IEEE Std. 1394, "High-Speed Serial Bus" (FireWire), developed by the Microcomputer Standards Committee of the Institute of Electrical and Electronics Engineers (IEEE, New York, N.Y.; www.standards.ieee.org/micro ) for other applications, also has a following in motion control and servo systems. A major benefit of this standard is its high-speed data transmission with rates up to 400 Mbit/sec. While the basic protocol of FireWire is open, specific implementations by vendors are not interchangeable.

Various other communication methods are applied in motion control, as well. They fall into the categories of, de facto, industry, and proprietary "standards." And the search for still more capable and compatible communications buses continues.

The Intelligent Systems Division, Manufacturing Engineering Lab of NIST (National Institute of Standards and Technology, Gaithersburg, Md.) is a further source of related material. NIST publication "Motion Control Standards" provides an excellent overview of the standards "landscape"-including a summary of the numerous associated communication standards, (see www.isd.mel.nist.gov/projects/openarch/motstds.doc ). NIST is also cooperating with OMAC to generate an application interface for motion systems mentioned above.

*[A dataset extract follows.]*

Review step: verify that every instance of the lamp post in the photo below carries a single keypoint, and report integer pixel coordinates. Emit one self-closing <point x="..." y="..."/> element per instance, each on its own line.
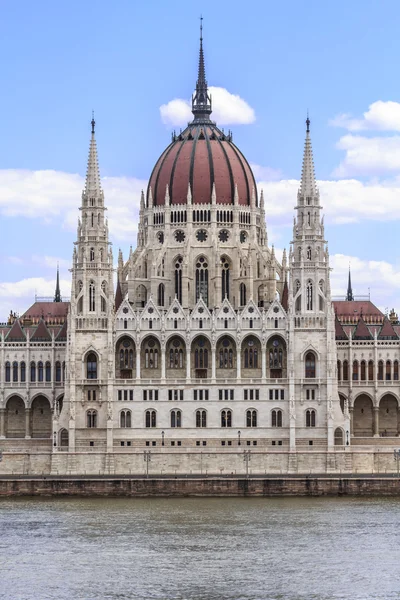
<point x="246" y="459"/>
<point x="147" y="459"/>
<point x="396" y="454"/>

CAN in Automation (CiA, Erlangen, Germany; www.can-cia.com/cia ) promotes the marketing of CAN (Control Area Network) serial bus and its products. CiA develops and supports various CAN-based higher layer protocols. The non-profit association also administers the CANopen specification, which serves as a simplifying tool to implement CAN projects. CANopen allows direct peer-to-peer data exchange between nodes, and its network management functions help smooth start-up and operation.

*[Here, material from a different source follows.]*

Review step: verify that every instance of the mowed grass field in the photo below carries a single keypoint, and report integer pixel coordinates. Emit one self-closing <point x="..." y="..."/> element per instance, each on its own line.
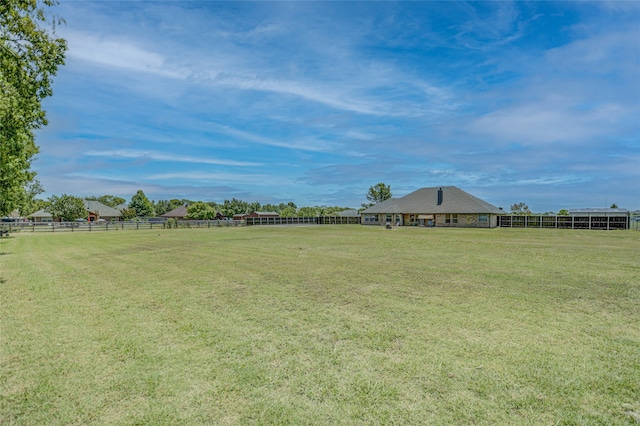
<point x="320" y="325"/>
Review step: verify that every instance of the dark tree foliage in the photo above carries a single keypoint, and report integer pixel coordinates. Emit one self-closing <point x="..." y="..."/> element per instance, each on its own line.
<point x="30" y="54"/>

Significant to this arena are two CANopen Device Profiles, specifically for Drives and Motion Control (DS 402) and for Encoders (DS 406). These device profiles define basic functions and parameters that can help standardize the implementation of a motion system. The DS 402 profile specifies various operating modes, such as profile position, interpolated position, profile velocity, and profile torque. It includes an object dictionary, and allows for manufacturer-specific objects. Multi-axis coordinated motion is also covered. These device profiles are available through CAN in Automation.

A set of motion standards from the Advanced Photon Source (APS) research facility of Argonne National Laboratory (near Chicago, Ill.; www.aps.anl.gov ) is worthy to note. An in-house development, APS standards provide a consistent interface to motors-typically of the stepper variety-used by collaborative teams of scientists working at stations located all around an approximately 1-km circumference ring that produces high-energy x-rays for research. "APS standards" are intended to allow scientists to move their equipment (and motors) from one experiment area to another; also to swap similar components, without special cables, connectors, or lengthy setups.

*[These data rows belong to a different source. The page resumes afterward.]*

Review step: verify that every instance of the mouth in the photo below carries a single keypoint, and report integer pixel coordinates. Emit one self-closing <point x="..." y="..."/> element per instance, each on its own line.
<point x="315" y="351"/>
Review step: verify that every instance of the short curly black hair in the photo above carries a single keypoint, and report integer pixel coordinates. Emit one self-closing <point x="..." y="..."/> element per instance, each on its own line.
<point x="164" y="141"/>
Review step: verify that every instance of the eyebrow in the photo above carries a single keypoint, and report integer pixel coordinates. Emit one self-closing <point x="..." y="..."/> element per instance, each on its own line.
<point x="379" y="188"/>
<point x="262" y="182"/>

"The experiments are done in locked, shielded enclosures, requiring a fully automated remotely operated motion control and data acquisition system for each setup. The idea was that scientists in one experimental area should be able to take a piece of equipment from their area and connect it in a different experimental area without special cables, connectors, etc.," says Kurt Goetze, of the Beamline Controls and Data Acquisition Group, Advanced Photon Source, at Argonne National Lab. "The results of this standard so far have been positive," adds Mr. Goetze.

What's ahead for motion control standards? Formal recognized standards are evolving, albeit slowly. The complex technology issues involved, as well as the desire of suppliers to protect their investments, affects the pace of progress. Also missing is a unifying body to integrate various separate developments-and new initiatives still to come-into a cohesive whole for the benefit of users.